I think a title that puts a particular part of the dog as the main subject area may explain selective focus ... i.e. "Canine Peepers" to do with the dog's eyes as an example. If you don't present a reason for some of the dog not in focus it will probably hurt your chances. So, review what your main focal area is and what you are trying to say. Use that is coming up with a title.

Heather_L._Smith
09-15-2008, 10:20 PM
So my next question would be.... why is it different for dogs than it is for humans?

Keith_A_Howe
09-16-2008, 12:07 AM
Heather, Dogs have greater depth to thier faces than a human - well except maybe pugs. So it would be a VERY shallow depth of field that on a human face the tip of the nose was out of focus but the eyes were in focus. It's just as important to have from the tip of the nose to the ears in focus on a person as on a dog, but because that is such a shorter distance, the depth of field issue rarely if ever arises on a human. I can't answer your question for sure without seeing an actual image and understanding why it is important to the image and the storytelling. So in a vey general way I will say yes if it adds to the impact and storytelling to do it that way, then it's fine.

Keith

Heather_L._Smith
09-16-2008, 12:19 AM
I can't answer your question for sure without seeing an actual image and understanding why it is important to the image and the storytelling. So in a vey general way I will say yes if it adds to the impact and storytelling to do it that way, then it's fine.

Thanks, Keith. I know the critical factor here will be telling the story in a way that makes the way it was captured make sense. I don't yet have a comp-worthy image to show with this particular "problem," but have been shooting new dog images this way and they're going over very well.

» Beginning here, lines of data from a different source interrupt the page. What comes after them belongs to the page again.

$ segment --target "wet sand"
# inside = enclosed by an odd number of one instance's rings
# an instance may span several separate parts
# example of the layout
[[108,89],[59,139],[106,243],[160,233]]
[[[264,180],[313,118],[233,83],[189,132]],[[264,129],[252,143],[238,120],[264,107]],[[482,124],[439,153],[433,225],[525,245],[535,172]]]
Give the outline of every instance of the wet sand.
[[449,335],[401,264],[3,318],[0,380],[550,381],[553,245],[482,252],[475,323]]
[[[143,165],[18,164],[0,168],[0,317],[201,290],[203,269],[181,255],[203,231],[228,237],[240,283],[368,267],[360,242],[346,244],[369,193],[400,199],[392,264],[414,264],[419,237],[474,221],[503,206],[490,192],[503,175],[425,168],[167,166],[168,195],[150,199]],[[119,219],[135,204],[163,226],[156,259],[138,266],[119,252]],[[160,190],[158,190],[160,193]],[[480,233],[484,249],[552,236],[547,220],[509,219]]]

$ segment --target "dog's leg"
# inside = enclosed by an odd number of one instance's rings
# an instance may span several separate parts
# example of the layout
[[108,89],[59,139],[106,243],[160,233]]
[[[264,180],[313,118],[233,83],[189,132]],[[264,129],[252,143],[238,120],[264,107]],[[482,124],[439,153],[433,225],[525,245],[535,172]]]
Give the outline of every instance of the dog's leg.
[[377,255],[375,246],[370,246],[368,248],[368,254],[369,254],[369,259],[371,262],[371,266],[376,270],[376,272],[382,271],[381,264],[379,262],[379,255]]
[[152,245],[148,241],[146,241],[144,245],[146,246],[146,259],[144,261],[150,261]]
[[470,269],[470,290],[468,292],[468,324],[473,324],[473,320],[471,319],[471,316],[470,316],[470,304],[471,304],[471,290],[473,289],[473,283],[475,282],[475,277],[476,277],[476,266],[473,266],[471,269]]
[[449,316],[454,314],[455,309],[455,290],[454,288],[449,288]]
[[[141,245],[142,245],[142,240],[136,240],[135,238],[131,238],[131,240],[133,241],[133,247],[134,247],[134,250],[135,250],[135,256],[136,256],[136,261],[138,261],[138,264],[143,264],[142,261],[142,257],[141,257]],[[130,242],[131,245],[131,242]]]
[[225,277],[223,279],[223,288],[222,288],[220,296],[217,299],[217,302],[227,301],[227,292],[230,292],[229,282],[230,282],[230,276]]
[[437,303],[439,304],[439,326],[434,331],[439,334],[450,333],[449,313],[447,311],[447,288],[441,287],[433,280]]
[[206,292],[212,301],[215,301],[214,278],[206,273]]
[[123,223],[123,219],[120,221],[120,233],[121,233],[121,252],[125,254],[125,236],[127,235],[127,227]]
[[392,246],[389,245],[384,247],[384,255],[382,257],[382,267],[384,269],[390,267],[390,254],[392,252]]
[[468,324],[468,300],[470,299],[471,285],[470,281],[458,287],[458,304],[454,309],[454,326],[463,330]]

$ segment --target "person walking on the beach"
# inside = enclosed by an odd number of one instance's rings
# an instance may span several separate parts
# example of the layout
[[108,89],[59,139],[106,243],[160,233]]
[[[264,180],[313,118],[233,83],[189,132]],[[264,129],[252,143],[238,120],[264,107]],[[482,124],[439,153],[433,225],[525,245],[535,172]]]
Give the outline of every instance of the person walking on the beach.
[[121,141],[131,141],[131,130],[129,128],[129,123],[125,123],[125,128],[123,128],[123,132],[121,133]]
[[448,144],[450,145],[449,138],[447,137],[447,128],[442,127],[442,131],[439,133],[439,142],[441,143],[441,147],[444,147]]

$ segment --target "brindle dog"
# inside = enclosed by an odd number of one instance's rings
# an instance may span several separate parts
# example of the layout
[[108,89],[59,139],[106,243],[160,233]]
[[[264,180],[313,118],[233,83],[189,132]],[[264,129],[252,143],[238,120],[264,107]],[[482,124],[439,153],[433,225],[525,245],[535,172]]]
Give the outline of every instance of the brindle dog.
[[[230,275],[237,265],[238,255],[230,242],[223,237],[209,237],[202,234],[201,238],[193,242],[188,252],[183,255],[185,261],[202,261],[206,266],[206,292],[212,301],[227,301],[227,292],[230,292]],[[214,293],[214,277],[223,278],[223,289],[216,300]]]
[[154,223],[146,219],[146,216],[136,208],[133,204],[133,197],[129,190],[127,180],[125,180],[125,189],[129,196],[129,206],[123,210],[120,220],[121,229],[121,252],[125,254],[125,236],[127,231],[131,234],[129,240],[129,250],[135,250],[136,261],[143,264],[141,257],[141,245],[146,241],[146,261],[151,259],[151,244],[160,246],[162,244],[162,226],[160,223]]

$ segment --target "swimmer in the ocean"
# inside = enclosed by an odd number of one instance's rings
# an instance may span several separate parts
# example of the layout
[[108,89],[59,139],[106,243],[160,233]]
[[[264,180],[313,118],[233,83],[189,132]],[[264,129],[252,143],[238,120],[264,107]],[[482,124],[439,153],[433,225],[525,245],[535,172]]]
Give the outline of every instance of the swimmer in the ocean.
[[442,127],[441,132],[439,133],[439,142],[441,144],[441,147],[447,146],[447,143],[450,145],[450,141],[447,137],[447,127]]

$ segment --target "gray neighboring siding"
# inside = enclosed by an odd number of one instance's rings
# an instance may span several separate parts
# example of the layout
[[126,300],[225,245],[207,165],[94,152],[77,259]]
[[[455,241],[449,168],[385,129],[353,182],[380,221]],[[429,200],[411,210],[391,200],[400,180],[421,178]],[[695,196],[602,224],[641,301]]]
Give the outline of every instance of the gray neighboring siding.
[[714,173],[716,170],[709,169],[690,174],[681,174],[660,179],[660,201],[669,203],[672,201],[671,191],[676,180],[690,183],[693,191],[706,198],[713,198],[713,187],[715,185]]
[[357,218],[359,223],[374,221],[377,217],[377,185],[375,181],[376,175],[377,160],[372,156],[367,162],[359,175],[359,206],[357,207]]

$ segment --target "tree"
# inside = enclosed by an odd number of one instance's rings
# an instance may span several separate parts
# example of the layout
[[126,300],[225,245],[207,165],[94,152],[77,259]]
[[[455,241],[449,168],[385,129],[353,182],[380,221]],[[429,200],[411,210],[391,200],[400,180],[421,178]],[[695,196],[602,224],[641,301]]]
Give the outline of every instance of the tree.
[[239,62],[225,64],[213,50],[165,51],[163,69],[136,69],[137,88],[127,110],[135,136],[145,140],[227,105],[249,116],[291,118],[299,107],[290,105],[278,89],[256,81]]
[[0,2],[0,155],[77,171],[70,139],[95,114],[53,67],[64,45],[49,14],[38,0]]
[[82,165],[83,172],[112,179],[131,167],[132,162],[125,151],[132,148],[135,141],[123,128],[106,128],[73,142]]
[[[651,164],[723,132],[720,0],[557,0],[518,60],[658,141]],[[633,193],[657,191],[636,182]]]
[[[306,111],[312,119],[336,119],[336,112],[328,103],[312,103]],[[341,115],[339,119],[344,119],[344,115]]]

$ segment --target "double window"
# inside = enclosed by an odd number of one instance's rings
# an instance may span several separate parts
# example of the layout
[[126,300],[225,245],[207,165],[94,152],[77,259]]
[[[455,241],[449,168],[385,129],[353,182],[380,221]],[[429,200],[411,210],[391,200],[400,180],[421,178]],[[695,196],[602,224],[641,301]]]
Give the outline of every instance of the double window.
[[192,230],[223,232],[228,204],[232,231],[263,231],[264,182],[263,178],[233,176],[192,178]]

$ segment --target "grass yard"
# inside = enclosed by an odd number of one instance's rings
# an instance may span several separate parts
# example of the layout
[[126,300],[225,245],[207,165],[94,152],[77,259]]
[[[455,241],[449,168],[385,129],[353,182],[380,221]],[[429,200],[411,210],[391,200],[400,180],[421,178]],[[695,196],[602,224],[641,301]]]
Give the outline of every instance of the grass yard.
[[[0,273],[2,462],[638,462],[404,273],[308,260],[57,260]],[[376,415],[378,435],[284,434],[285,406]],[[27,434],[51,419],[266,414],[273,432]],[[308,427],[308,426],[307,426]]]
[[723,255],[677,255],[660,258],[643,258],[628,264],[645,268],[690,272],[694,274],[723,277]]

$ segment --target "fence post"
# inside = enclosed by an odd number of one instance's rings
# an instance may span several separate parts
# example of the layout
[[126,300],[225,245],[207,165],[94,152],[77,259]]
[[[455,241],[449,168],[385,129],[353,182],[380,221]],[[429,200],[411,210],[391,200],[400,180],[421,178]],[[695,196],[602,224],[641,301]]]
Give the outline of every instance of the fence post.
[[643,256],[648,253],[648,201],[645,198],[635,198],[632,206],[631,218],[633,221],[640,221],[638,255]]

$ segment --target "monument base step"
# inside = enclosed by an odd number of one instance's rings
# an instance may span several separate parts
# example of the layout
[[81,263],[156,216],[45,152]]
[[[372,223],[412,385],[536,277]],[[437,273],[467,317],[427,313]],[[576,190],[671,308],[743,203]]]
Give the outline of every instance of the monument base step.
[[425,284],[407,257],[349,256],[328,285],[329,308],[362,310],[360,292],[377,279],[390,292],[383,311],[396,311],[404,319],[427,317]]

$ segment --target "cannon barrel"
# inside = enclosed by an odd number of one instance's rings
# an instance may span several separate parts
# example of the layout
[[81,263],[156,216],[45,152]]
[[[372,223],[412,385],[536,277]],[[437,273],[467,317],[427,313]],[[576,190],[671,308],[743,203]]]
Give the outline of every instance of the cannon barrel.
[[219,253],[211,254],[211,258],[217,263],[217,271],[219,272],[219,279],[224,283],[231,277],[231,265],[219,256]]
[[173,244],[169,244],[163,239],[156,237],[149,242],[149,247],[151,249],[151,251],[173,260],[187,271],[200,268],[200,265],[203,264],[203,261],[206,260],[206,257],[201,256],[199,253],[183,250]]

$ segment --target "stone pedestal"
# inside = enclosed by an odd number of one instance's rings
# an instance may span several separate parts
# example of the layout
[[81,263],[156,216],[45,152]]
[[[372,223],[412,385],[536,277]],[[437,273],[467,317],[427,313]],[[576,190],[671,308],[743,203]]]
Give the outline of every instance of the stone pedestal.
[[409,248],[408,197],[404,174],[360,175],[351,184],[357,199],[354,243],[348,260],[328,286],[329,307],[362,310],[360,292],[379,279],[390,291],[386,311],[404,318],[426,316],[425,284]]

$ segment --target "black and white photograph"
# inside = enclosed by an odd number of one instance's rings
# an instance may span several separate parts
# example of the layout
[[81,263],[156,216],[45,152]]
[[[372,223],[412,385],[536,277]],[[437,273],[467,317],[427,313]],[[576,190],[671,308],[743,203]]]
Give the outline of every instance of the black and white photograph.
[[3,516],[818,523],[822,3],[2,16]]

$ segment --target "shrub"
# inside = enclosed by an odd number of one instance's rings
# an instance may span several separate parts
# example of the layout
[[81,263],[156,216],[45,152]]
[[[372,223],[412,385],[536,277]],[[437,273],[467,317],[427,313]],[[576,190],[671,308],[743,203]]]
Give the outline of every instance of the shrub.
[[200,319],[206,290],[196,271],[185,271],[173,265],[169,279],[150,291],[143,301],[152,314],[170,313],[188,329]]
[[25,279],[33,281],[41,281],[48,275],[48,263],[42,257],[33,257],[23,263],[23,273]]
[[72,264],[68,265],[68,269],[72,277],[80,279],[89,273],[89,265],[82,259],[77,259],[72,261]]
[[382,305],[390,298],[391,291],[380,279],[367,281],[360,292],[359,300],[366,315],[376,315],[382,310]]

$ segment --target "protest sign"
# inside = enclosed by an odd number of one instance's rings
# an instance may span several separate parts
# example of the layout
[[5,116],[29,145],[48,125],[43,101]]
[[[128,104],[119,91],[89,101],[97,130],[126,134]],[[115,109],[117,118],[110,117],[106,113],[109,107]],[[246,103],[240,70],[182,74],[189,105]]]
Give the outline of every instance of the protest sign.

I love the style (in this case, nose and eyes sharp, but past the eyebrows we go soft...shooting like f/1.8). These are very saleable images, but I think I already knew they'd be a stretch for comp. If I come up with a doozie, I'll post it for critique.

Peter_Bauer
09-17-2008, 05:33 AM
If I come up with a doozie, I'll post it for critique.

Looking forward to seeing some samples, Heather! I use depth of field quite a bit in my own work. During judging and at the Judging Clinic this summer, I've observed that a shallow depth of field doesn't seem to go over very well with many studio/baby/senior/wedding photographers. Some get it, some don't. But I certainly look forward to seeing how you're using it.